Image source: Baidu.   

Stepping up for its quarterly financial updates is rarely a problem for Baidu (BIDU 1.23%). China's largest search engine has been a dot-com darling over the long haul. The stock is a 60-bagger since going public 11 years ago, and you don't deliver that kind of heady run without consistently coming out ahead quarter after quarter.

Baidu will be reporting its results for the second quarter after the market close tomorrow. Investors that are uncomfortable with any near-term hiccups may not want to sleep through the release. 

The quarter itself is going to be problematic. It will be its weakest period of year-over-year revenue growth as a public company, even if it lands well ahead of the high end of its guidance range. Profitability will likely post a year-over-year decline for the fourth quarter in a row.

A rough quarter isn't going to be a surprise. Growth has slowed as Baidu matures, and diversifying into low-margin areas outside of search has weighed on profitability. However, there are a couple of things that will make Thursday's report more challenging. Between a speed bump in its asset sale and uncertainty with what its top-line guidance will be we haven't gone into a Baidu report with this many question marks in a long time.

Slowing the game down

The Cyberspace Administration of China is raining on the way that search engines in the world's most populous nation do business. The outrage over the death of a cancer patient that sought treatment at a dubious medical center he found through Baidu is forcing all search engines to scale back the way that they present the once lucrative health-related paid search ads.

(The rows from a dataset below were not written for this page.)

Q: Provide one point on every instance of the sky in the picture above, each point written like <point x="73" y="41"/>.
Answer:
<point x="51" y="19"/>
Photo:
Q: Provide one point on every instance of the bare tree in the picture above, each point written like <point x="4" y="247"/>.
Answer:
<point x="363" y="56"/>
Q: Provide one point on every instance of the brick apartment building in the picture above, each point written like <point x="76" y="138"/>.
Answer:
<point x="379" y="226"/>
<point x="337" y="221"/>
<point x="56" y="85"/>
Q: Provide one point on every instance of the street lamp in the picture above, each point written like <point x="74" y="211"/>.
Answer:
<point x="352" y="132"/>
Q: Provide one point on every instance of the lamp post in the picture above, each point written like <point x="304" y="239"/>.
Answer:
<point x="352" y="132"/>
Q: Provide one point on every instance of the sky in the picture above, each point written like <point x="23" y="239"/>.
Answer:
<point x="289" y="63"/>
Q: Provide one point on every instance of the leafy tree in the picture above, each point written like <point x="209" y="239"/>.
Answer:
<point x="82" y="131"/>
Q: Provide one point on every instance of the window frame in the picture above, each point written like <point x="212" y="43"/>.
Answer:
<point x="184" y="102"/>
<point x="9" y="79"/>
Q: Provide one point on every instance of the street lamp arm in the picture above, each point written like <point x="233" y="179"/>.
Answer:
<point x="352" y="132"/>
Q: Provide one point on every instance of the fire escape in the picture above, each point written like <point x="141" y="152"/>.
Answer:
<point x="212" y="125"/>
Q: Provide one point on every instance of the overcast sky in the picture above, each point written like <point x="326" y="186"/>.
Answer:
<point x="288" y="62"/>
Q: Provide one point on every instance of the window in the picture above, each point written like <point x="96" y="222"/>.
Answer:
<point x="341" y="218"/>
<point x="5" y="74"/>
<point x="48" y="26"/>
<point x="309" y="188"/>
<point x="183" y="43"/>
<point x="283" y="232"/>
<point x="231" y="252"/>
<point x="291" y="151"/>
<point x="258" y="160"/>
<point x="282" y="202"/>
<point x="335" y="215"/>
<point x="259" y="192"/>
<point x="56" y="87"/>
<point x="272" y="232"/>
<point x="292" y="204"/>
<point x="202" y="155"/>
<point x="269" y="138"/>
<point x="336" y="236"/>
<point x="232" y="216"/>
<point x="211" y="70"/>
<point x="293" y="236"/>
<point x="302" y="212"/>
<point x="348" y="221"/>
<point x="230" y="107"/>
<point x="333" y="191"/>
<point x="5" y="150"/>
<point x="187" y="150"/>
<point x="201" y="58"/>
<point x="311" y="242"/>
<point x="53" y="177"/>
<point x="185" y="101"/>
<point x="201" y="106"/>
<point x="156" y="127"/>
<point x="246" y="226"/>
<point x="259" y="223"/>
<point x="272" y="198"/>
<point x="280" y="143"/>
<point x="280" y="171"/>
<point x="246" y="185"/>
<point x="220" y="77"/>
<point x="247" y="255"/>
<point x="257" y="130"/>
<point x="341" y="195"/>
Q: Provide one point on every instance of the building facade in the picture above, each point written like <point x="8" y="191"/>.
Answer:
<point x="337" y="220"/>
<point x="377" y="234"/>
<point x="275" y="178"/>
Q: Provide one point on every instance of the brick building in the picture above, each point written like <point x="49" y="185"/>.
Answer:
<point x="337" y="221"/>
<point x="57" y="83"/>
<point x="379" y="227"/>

Baidu began rolling out the changes at the beginning of May, and it had a pronounced impact on the second quarter. Baidu slashed its revenue guidance in mid-June as a result of adjusting its search listings. It was originally forecasting $3.119 billion to $3.192 billion in revenue for the current quarter, but that was whittled down to a range of just $2.807 billion to $2.823 billion.

That's a lot of trimming, and it's the result of a change that happened a third of the way into the second quarter. How bad will the guidance for the third quarter be? The updated guidance happened in mid-June, so what happens if the quarter continued to deteriorate and it falls short of even the low end of its range? 

Baidu's guidance is going to go a long way in dictating which way the stock moves on Friday, but it will also be pressed to discuss why negotiations broke down on the sale of its iQiyi video hub. The deal would have scored roughly $2.25 billion for Baidu's majority stake. Investors are going to ask Baidu if it will be able to keep cashing in on its non-core assets, and that will be just one more question that it will have to answer to the market's satisfaction.